A wedding soundtrack
I've needed a while to be ready to write a few blog entries about Sarah's and Ben's wedding, but now I'm there. I think.
I thought I'd start with a little soundtrack.
The processional songs began with Phil Cook's "Ain't It Sweet," to which parents and grandparents entered.
Ben joined to a song I wholeheartedly believe he deserves, Josh Ritter's "Good Man." I could not be happier to have Ben in our family, though I feel he's been a part of it for years.
Sarah and I entered--yes, I had the privilege of walking her down the aisle--to Tom Petty's "Wildflowers." Trite as it is to say, I will never hear this song again without returning to that moment and to a love for Sarah so powerful that I am continually amazed my body can hold it. The song is true for me: no other will ever compare with Sarah.
Oh, yeah: we were walking outside, which made it only better.
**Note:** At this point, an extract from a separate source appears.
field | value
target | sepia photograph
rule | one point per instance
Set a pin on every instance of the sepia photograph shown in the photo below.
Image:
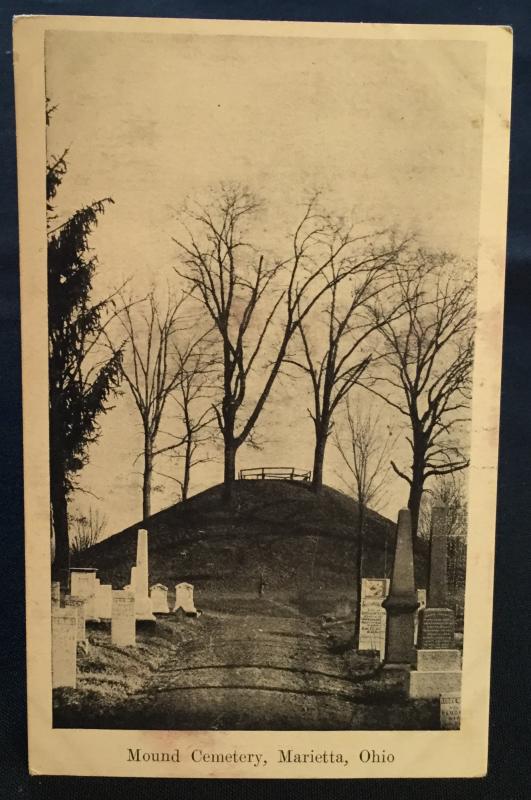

After the ceremony, the recessional was the lovely "My Whole Life Long," one of many great songs from local wonder Delta Rae. Sarah, Ben, I, and many others in our extended family all love this group.
At the dinner afterward, Sarah's and Ben's first dance was to a song, "My Favorite Place," from another family favorite, Stephen Kellogg.
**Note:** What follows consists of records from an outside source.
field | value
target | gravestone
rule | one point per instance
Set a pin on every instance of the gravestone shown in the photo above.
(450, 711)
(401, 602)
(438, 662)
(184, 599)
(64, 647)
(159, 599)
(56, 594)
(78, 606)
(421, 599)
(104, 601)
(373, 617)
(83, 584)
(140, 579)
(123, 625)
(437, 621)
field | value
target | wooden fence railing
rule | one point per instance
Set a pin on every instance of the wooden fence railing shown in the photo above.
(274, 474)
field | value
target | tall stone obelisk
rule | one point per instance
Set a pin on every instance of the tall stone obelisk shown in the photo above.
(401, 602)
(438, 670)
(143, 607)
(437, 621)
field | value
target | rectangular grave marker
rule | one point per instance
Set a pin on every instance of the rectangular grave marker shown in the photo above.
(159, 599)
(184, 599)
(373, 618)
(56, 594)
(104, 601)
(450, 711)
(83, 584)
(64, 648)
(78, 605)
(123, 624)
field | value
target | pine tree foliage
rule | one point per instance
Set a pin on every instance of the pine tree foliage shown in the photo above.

Last in what I'll play--the evening contained a great deal more music than what I'm including here--was the song to which I danced with Sarah in the traditional father/daughter dance. Even typing these words, my feelings about those moments with her are so intense that I am tearing up. The story behind her choice of this song is a whole blog entry on its own; I may even have written it. I could write another whole entry about that dance, and maybe I will.
The song was John Hiatt's "Have a Little Faith In Me." I can tell you that from the moment she was born I have had for Sarah all the faith I am capable of mustering, and then some.
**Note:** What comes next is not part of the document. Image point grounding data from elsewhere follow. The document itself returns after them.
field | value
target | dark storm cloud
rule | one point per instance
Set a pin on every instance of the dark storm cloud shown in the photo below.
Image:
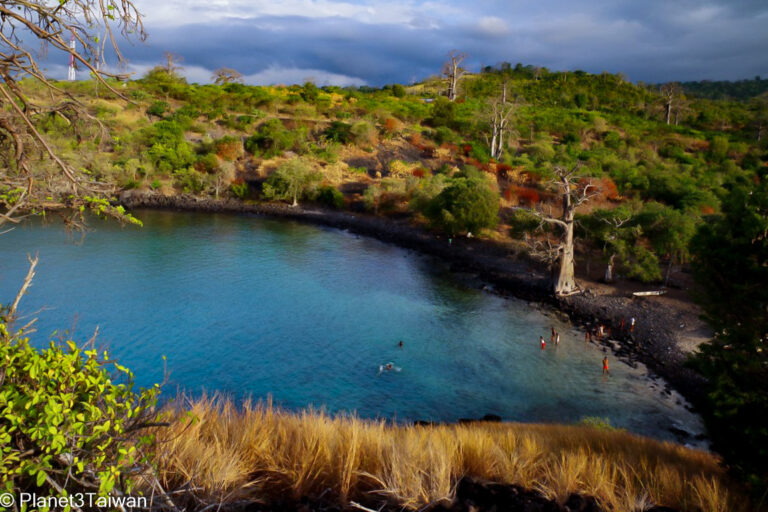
(654, 41)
I have said it for all of Sarah's life, and I will keep saying it until the day I die: I have the best daughter in the world, and I am the luckiest father in the world to have her. I have spent every day since her birth trying to be worthy of her.
My face is now wet, so I have no more to give tonight save this: Sarah, I will always reward any faith you give me. I love you.
1 comment:
When I got married one of our recessional tunes was 'Marche au Supplice'. Only a few people under stood the significance.